Left-wing NGO petitions High Court over Rockefeller Museum artifacts transfer

East Jerusalem museum’s library and relics to be relocated to Antiquities Authority’s West Jerusalem offices.

Artist Ilana Goor has curated an eclectic collection in Jaffa from ancient artifacts to video installations (photo credit: CARL HOFFMAN)
Artist Ilana Goor has curated an eclectic collection in Jaffa from ancient artifacts to video installations
(photo credit: CARL HOFFMAN)
Emek Shaveh, a left-wing NGO that aims protect ancient sites as a public asset, petitioned the High Court of Justice on Wednesday to prevent the pending transfer of east Jerusalem’s Rockefeller Museum’s archeological library and artifacts to the Antiquities Authority in the western portion of the capital.
The petition was filed shortly after the authority announced it intends to make the move.
According to Emek Shaveh, a consortium of European-funded archeologists and activists, the Antiquities Authority has been transferring many archeological finds from the museum’s storage rooms over the past decade.
“The Rockefeller Museum was founded by the British as an international antiquities museum and served as a meeting place for Israeli, Palestinian, and international scholars and visitors,” the NGO said in a statement.
“Its location in east Jerusalem is symbolic and practical – enabling research and cultural dialogue, and representing the notion that the land’s antiquities belong to everyone.
The transfer of archeological finds and the Rockefeller library to west Jerusalem is part of the Israeli trend of establishing facts on the ground regarding politically controversial issues.”

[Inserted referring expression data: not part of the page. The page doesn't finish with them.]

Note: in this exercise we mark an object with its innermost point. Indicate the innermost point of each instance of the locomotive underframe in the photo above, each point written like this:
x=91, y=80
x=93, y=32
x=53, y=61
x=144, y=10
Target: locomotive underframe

Emek Shaveh claims its petition is the first filed in a case where Israel is “violating the international law against the transfer of archeological finds from an occupied territory.”
Rockefeller Museum was built in 1938 during the British Mandate, and was the major museum of antiquities in the country at that time. It was built with a contribution of John D. Rockefeller, who also allocated a million dollars for its operation.
The museum complex includes exhibition halls, storage rooms for archeological artifacts, and a valuable library with books dating to the 16th century, including rare manuscripts of pilgrims and scholars of the country.
During Jordanian rule in east Jerusalem from 1949 to 1967, no new books were added to the library. However, since the 1967 War, Israel turned it once again into a substantial archeological library, and today it contains almost all reports on archeological finds in Israel and the region.
The museum also holds many important archeological finds from the Jerusalem region and elsewhere in Israel. Among them are ancient human bones excavated from caves in Carmel in the North; a collection of gold jewelry discovered in Tel al-‘Ajjul and Beit Shemesh; an ivory treasure from Megiddo; the Lachish Letters; stucco reliefs from the Umayyad palace in Khirbat al-Mafjar near Jericho; and carved stone lintels from the Church of the Holy Sepulchre, dating to the Crusader period.
The museum maintained its international status until 1966, when the Jordanian government decided to nationalize it. After the 1967 war, Israel took over its management, and the Antiquities Authority’s offices were housed there. Its archeological artifacts, library, and the displays remained in place until the beginning of the 21st century.
“In the last decade, the IAA [Israel Antiquities Authority] began transferring archeological finds out of the museum’s storage rooms,” Emek Shaveh said. “Over the course of the coming year, it plans to transfer the entire library to the IAA’s new offices in west Jerusalem.”
A representative for the Antiquities Authority could not be reached for comment.